Sinclair scrutinizes prejudice and stereotypes
Social psychologist Stacey Sinclair deconstructs prejudice.
Photo by Richard Robinson.
“My research aims to demonstrate the power our social relationships have on our social beliefs,” said Sinclair, assistant professor of psychology. Much of her work contradicts what social psychologists have assumed for years.
Recently, Sinclair demonstrated how an interpersonal relationship could reduce a person’s automatic prejudice — an unconscious association of either “good” or “bad” with different social groups, a process once thought to be unchangeable.
Students participating in one study were exposed to a Caucasian or African-American experimenter who wore either a plain T-shirt or an antiracism T-shirt. Students also were influenced to either “like” or “dislike” the experimenter — by means of an offer of candy or a rude remark, for example.

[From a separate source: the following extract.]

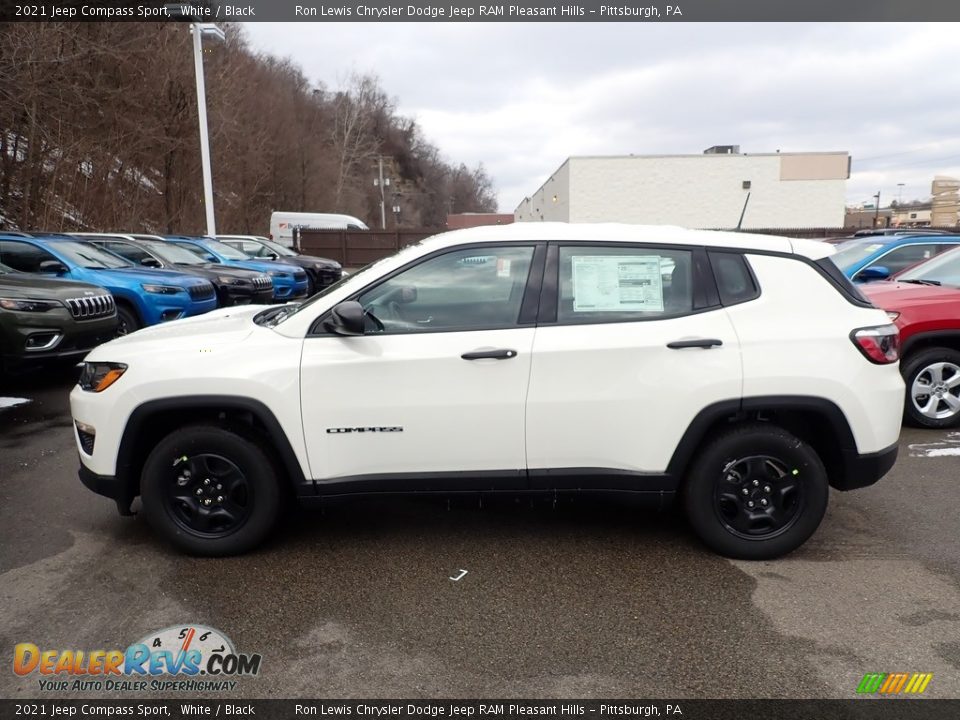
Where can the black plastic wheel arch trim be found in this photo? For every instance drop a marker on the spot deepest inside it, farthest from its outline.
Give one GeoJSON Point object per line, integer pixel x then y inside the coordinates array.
{"type": "Point", "coordinates": [857, 470]}
{"type": "Point", "coordinates": [138, 418]}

Regardless of the experimenter’s race, “we found that a student’s automatic prejudice was reduced, albeit unconsciously, based on the perceived antiracism beliefs held by the experimenter when the experimenter was liked by the student,” explained Sinclair. The next phase of her research will be studying how long the automatic prejudice adjustment lasts.
Sinclair is also studying how a person’s perception of being stereotyped can affect self-views. “Classic social psychology assumes that members of stereotyped groups ubiquitously and inevitably hold stereotype-consistent self-views. I argue that self-stereotyping can be a function of the interpersonal environment,” said Sinclair, who is beginning to explore this idea with African-American students in relation to their overall academic self-evaluation, as well as with female students and how they evaluate their math skills.
Sinclair said she “tried hard not to be a psychology major” while studying economics as an undergraduate at Stanford. But a passion for psychology helped her change her mind and pursue a doctorate in psychology at UCLA. Said Sinclair: “Our self-understanding is just more flexible than psychologists originally gave it credit for.”